Port City Sri Lanka Menjadi Magnet Baru Bagi Operator Game Online
Pengenalan Singkat
Port City Colombo di Sri Lanka telah muncul sebagai destinasi baru bagi banyak operator game online yang sebelumnya berbasis di Filipina. Setelah larangan yang dikenakan terhadap POGO (Philippine Offshore Gaming Operators) memaksa keluar, operator ini beralih mencari peluang lain.
Alasan Di Balik Migrasi
Larangan Terhadap POGO Pemerintah Filipina mengeluarkan kebijakan tegas terhadap POGO untuk memberantas perjudian tidak sah dan menaikkan pemasukan negara lewat pajak. Kebijakan ini mendorong operator game untuk mencari negara dengan kondisi bisnis yang lebih menguntungkan.
Kenyamanan di Port City
Port City Colombo di jantung Sri Lanka menyediakan berbagai insentif dan regulasi yang memanjakan pelaku industri game online. Pendirian Zona Ekonomi Khusus mempermudah peluncuran usaha, menjadikannya pilihan favorit bagi banyak operator.
Dampak Terhadap Ketenagakerjaan
Perekrutan Pekerja dari Filipina
Operator game online di Sri Lanka gencar merekrut tenaga kerja berpengalaman dari Filipina serta negara lain di Asia. Berbagai iklan dan strategi pemasaran diterapkan untuk menarik pekerja dengan janji lingkungan kerja yang lebih baik dan kesempatan karir yang menjanjikan.

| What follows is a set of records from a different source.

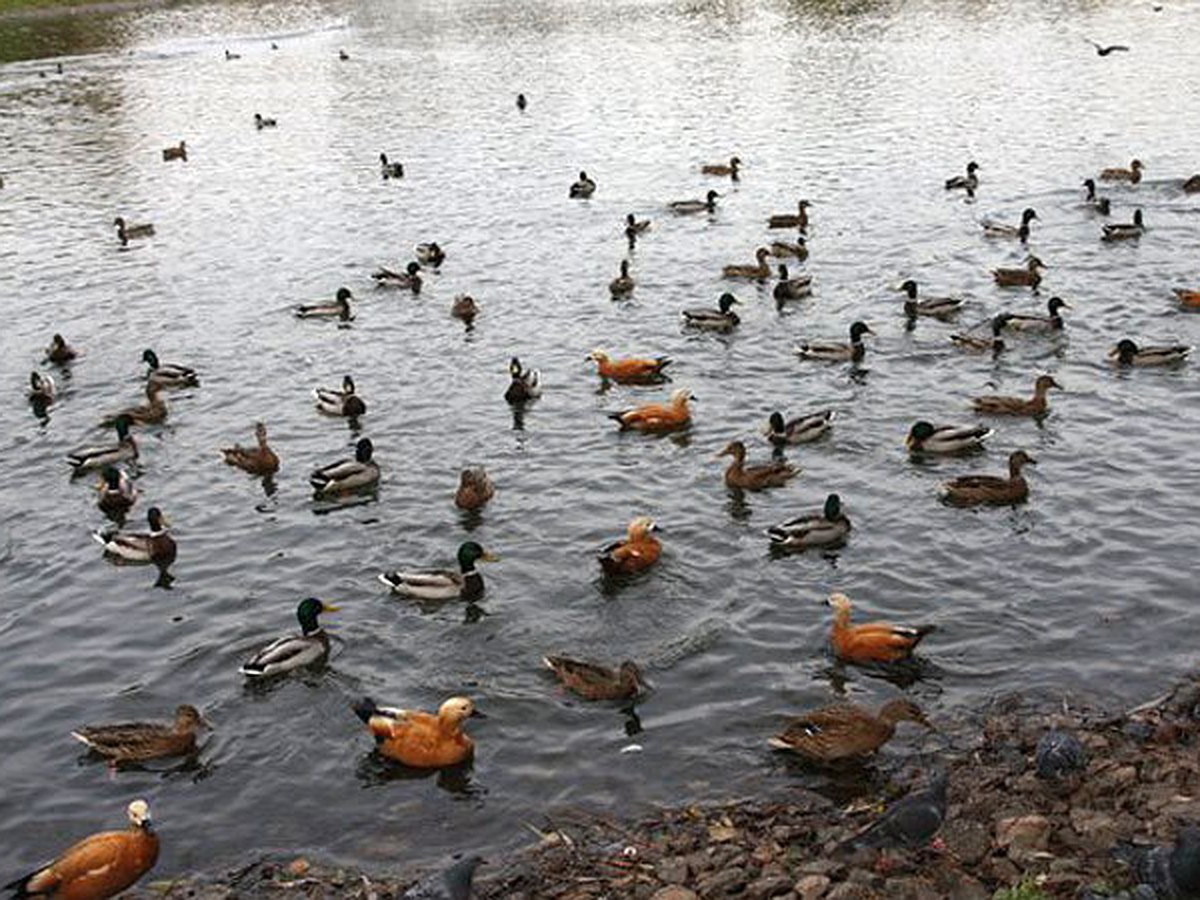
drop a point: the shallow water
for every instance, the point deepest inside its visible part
(862, 107)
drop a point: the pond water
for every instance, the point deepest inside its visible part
(862, 107)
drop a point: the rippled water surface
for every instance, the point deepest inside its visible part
(864, 108)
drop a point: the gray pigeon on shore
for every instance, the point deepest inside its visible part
(911, 823)
(451, 883)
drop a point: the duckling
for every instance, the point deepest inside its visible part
(583, 187)
(337, 310)
(126, 232)
(141, 742)
(154, 546)
(976, 490)
(258, 460)
(685, 208)
(292, 652)
(1037, 406)
(723, 318)
(802, 430)
(637, 552)
(871, 641)
(1125, 231)
(658, 417)
(845, 731)
(623, 283)
(409, 279)
(1027, 277)
(340, 402)
(97, 867)
(418, 739)
(1133, 174)
(631, 370)
(346, 475)
(827, 528)
(94, 457)
(525, 384)
(759, 271)
(928, 438)
(1127, 353)
(475, 489)
(799, 220)
(593, 681)
(855, 351)
(969, 183)
(1053, 322)
(936, 307)
(730, 171)
(755, 478)
(168, 375)
(443, 583)
(390, 169)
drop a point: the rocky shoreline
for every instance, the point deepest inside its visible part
(1007, 835)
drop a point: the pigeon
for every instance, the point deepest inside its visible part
(451, 883)
(1174, 873)
(911, 822)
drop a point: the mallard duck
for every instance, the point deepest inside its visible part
(1125, 231)
(443, 583)
(97, 867)
(154, 546)
(928, 438)
(337, 310)
(475, 489)
(583, 187)
(346, 475)
(1053, 322)
(94, 457)
(117, 491)
(1127, 353)
(1027, 277)
(844, 731)
(730, 171)
(684, 208)
(419, 739)
(870, 641)
(125, 233)
(637, 552)
(935, 307)
(139, 742)
(827, 528)
(1133, 174)
(525, 384)
(256, 460)
(169, 375)
(802, 430)
(631, 370)
(1037, 406)
(340, 402)
(799, 220)
(755, 478)
(658, 417)
(723, 318)
(970, 181)
(390, 169)
(291, 652)
(593, 681)
(976, 490)
(408, 280)
(60, 352)
(855, 351)
(623, 283)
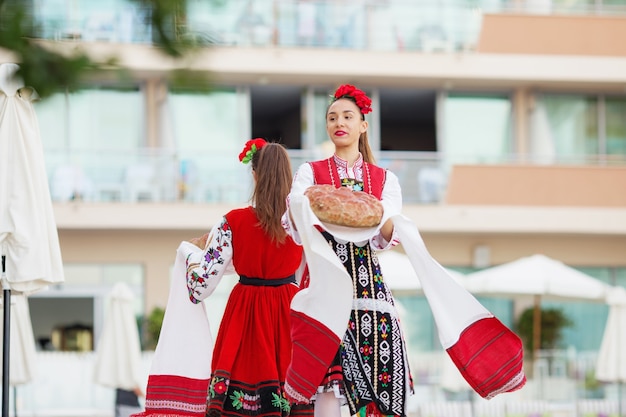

Perpindahan Tenaga Kerja ke Sri Lanka
Ribuan pekerja dari negara seperti China, Filipina, Vietnam, dan Kamboja telah hijrah ke Sri Lanka untuk bekerja dengan operator game ini. Mayoritas bekerja tanpa izin resmi, menargetkan area di mana perjudian online masih diawasi ketat atau dilarang.
Peran Perusahaan Lokal
Keterlibatan Industri BPO dan IT
Beberapa perusahaan di sektor BPO dan IT di Sri Lanka mendukung operator game dalam mendirikan bisnis dan membantu dalam pengurusan izin kerja untuk tenaga kerja asing tersebut. Kolaborasi ini mempercepat proses legal dan operasional.
Pusat Konsentrasi Game
Wilayah seperti Fort, Town Hall, dan Havelock City di Colombo kini menjadi pusat aktivitas game online, dengan gedung bertingkat untuk aktivitas operasi mereka.
Kebijakan dan Keamanan
Inisiatif Pemerintah Sri Lanka
Eranga Weeraratne, Wakil Menteri Ekonomi Digital, menegaskan bahwa regulasi perjudian yang baru akan diterapkan secara menyeluruh di seluruh wilayah, termasuk Port City. Pemerintah berfokus pada kerjasama internasional untuk menghalau perjudian daring ilegal.
Tekanan dari Aparat Hukum
Penegakan hukum di Asia memaksa jaringan perjudian ilegal untuk berpindah arah, salah satunya menuju Sri Lanka. Sejak 2026, lebih dari 1.000 warga asing yang terlibat dalam kejahatan siber telah ditangkap.
Prospek Masa Depan Industri Gaming
Sri Lanka tengah mempersiapkan regulasi baru untuk industri perjudian yang bertujuan menarik lebih banyak investasi dan operator game online sambil menjaga stabilitas hukum. Dengan kolaborasi internasional yang diperkuat dan kebijakan yang jelas, Port City berharap menjadi pusat perjudian dunia.